Forward proxy through a reverse proxy

(Quentin McGaw) #1

Hi all!

I am trying to achieve something rather bizarre.

  1. I have a VPN client in a Docker container, called vpn.
  2. I have a Caddy forward proxy container, named forward, connected with --network:"container:vpn" with Caddyfile
    :9000 {
      forwardproxy {
        basicauth user pass
      }
    }
    
  3. I have another Caddy reverse proxy container, named caddy, with Caddyfile
    :9000 {
      proxy / forward:9000
    }
    
    which uses a Docker link --link="vpn:forward" to access port 9000 of forward.

My problem is that the forward proxy does not work with error ERR_PROXY_AUTH_UNSUPPORTED (on Chrome with SwitchyOmega), although it will work without the other extra Caddy reverse proxy. What am I missing here? Is this even possible?

Thanks !

(Matthew Fay) #2

I don’t think you can reverse proxy to a forward proxy… Forward proxies work a bit differently to a usual HTTP server.

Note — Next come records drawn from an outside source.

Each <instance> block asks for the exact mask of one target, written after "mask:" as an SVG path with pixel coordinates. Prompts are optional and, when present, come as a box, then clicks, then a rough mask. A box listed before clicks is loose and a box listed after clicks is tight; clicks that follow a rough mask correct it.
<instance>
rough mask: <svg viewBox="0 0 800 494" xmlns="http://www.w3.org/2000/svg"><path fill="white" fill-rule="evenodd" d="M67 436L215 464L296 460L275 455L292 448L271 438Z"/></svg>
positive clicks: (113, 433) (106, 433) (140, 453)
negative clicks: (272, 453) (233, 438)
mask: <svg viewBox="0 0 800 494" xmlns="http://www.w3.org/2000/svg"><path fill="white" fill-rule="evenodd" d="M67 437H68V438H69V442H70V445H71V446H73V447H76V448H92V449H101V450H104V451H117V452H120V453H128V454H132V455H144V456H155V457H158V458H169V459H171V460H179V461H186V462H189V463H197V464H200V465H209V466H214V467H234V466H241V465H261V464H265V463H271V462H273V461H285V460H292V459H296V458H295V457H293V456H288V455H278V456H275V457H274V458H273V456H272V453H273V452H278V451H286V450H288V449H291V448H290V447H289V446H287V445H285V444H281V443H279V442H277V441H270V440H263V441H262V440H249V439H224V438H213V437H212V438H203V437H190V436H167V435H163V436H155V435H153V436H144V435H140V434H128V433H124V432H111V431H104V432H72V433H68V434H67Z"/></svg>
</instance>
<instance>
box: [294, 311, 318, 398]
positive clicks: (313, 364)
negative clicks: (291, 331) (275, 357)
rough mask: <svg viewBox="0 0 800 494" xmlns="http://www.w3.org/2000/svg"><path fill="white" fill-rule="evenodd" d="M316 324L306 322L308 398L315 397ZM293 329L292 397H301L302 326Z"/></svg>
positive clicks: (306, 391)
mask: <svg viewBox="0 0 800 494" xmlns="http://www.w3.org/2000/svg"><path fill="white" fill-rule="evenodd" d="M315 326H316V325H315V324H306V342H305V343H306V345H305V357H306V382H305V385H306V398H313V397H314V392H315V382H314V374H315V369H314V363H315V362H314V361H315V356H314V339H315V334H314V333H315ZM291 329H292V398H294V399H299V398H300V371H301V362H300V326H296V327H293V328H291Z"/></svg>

What are you trying to achieve, exactly?

(Quentin McGaw) #3

I am trying to access a VPN client connection through an HTTP forward proxy.

But with the way Docker’s firewall works, it seems a reverse proxy is needed to access the ports of containers connected directly to the VPN client container (i.e. the forward proxy).

Although the forward proxy is being talked to, it doesn’t work. There may be an instruction missing in the Caddyfile of the reverse proxy?

Thanks!

(Matthew Fay) #4

No, I don’t think you can reverse proxy to a forward proxy.

A reverse proxy sends a regular HTTP request to the upstream server.

A forward proxy takes a CONNECT command, and then forwards all HTTP traffic onwards to a requested server.

The reverse proxy doesn’t know how to engage the forward proxy properly - it’s trying to get a webpage, essentially, but a forward proxy doesn’t provide one. You can’t chain them in this way. I think you should be able to chain a forward proxy into a forward proxy, though - but they wouldn’t be configured in this way, they’d just be two independent forward proxies ignorant of each other, and you’d need your own client program to handle layered forward proxies. I’d guess that the reverse proxy is producing the ERR_PROXY_AUTH_UNSUPPORTED because, well, it’s not a forward proxy.